WebXPRT 3: Modern Real-World Web Tasks, including AI

The company behind the XPRT test suites, Principled Technologies, has recently released the latest web-test, and rather than attach a year to the name have just called it ‘3’. This latest test (as we started the suite) has built upon and developed the ethos of previous tests: user interaction, office compute, graph generation, list sorting, HTML5, image manipulation, and even goes as far as some AI testing.

For our benchmark, we run the standard test which goes through the benchmark list seven times and provides a final result. We run this standard test four times, and take an average.

Users can access the WebXPRT test at http://principledtechnologies.com/benchmarkxprt/webxprt/

WebXPRT 3 (2018)

WebXPRT 2015: HTML5 and Javascript Web UX Testing

The older version of WebXPRT is the 2015 edition, which focuses on a slightly different set of web technologies and frameworks that are in use today. This is still a relevant test, especially for users interacting with not-the-latest web applications in the market, of which there are a lot. Web framework development is often very quick but with high turnover, meaning that frameworks are quickly developed, built-upon, used, and then developers move on to the next, and adjusting an application to a new framework is a difficult arduous task, especially with rapid development cycles. This leaves a lot of applications as ‘fixed-in-time’, and relevant to user experience for many years.
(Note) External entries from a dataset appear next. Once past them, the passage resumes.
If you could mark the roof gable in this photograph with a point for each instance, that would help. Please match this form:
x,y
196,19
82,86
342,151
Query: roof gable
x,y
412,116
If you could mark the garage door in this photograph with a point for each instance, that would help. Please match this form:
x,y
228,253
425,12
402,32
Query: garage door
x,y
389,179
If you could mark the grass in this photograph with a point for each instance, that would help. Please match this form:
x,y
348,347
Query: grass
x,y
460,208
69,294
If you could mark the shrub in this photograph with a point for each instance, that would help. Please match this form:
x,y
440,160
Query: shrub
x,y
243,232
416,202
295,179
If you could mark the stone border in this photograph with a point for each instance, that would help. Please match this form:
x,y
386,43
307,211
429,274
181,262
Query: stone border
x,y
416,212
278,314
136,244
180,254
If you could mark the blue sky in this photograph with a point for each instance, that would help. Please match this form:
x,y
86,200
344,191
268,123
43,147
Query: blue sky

Similar to WebXPRT3, the main benchmark is a sectional run repeated seven times, with a final score. We repeat the whole thing four times, and average those final scores.

WebXPRT15

Speedometer 2: JavaScript Frameworks

Our newest web test is Speedometer 2, which is a accrued test over a series of javascript frameworks to do three simple things: built a list, enable each item in the list, and remove the list. All the frameworks implement the same visual cues, but obviously apply them from different coding angles.

Our test goes through the list of frameworks, and produces a final score indicative of ‘rpm’, one of the benchmarks internal metrics. We report this final score.

Speedometer 2

Google Octane 2.0: Core Web Compute

A popular web test for several years, but now no longer being updated, is Octane, developed by Google. Version 2.0 of the test performs the best part of two-dozen compute related tasks, such as regular expressions, cryptography, ray tracing, emulation, and Navier-Stokes physics calculations.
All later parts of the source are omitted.